Thursday, September 27, 2012

What is an Ideal Investment Portfolio?

The stock market is seeing an upward trend in blue chips and they are currently at their peak level since December 2007. The months of August and September have seen small-cap stocks advance by 3.6% respectively in each month; which is a very good sign. The NASDAQ has reflected the gradual incline in the stocks; it is up by 20% this year.

The situation presently looks good enough to evaluate one’s investment portfolio. If a market correction were to emerge now, the portfolio should not contain susceptible stocks that could render your capital money valueless or that will lower its value. At the same time, do not expect that all your investments will yield profits; some might just remain steady.  

One’s portfolio can have the following class of assets: cash, fixed income and equities. An excess of cash in one’s portfolio could hamper the chance in a stock market rally, while an excess of equities implies there are more chances of one being vulnerable to selling. Experts recommend that if one expects maximum returns on one’s investments, an amalgamation of asset allocation, diversification and small-cap stocks may be the key to a wise investment strategy. For probable weaknesses in the stock market, hedges in the form of ‘Put options’ can be used.
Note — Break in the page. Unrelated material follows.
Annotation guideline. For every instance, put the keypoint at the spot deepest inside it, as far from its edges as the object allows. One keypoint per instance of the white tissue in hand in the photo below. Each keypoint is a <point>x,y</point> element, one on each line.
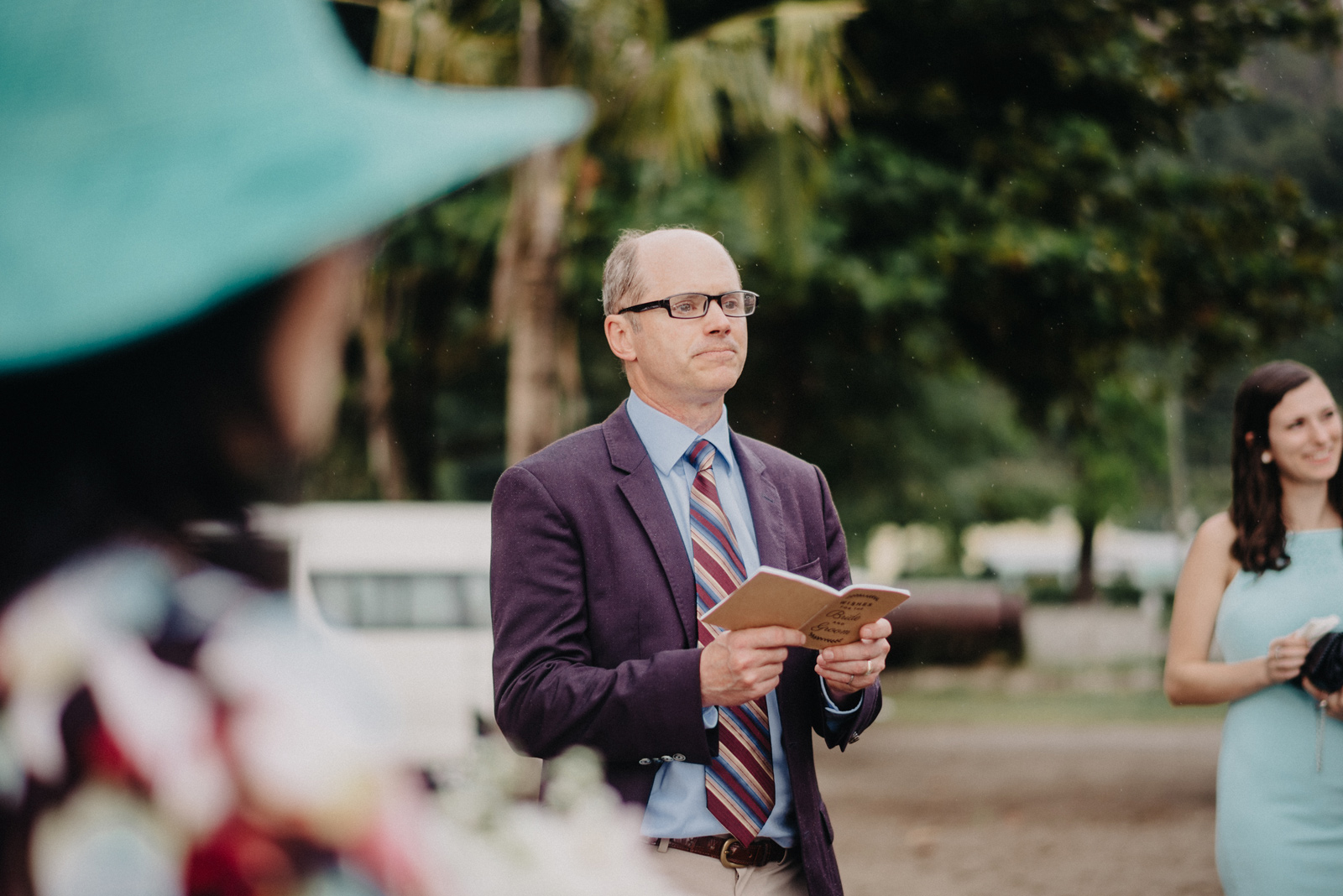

If one expects more profits or returns, one must be ready to take more risks. Of course, the high returns are not guaranteed; in all probability, one may end up losing the capital invested! But one can increase the potential for growth by investing in penny stocks and micro-cap stocks too; though the risk factor is also increased.
For those investors that are close to the age of retirement, there ought to be more of fixed income and less of equities. For the younger generation, it can take risks and hence equities can be in larger proportion than fixed income. In general, the percentage of fixed income as investments should be numerically one’s age. For a sixty year old, an ideal investment strategy would be to put 60% of his assets in fixed income and 40% in equities. Similarly for a 26 year old, 26% of the assets in fixed income and 74% in equities would be a wise asset allocation. When one adopts such an investment approach, one can expect maximum returns and also the possibility of losses.

So if you are a cautious investor, big cap-stocks and blue chips are safer options of investments. With a low risk factor, many of these companies are known to provide steady income and hence peace of mind to one who wants to sleep tight at night.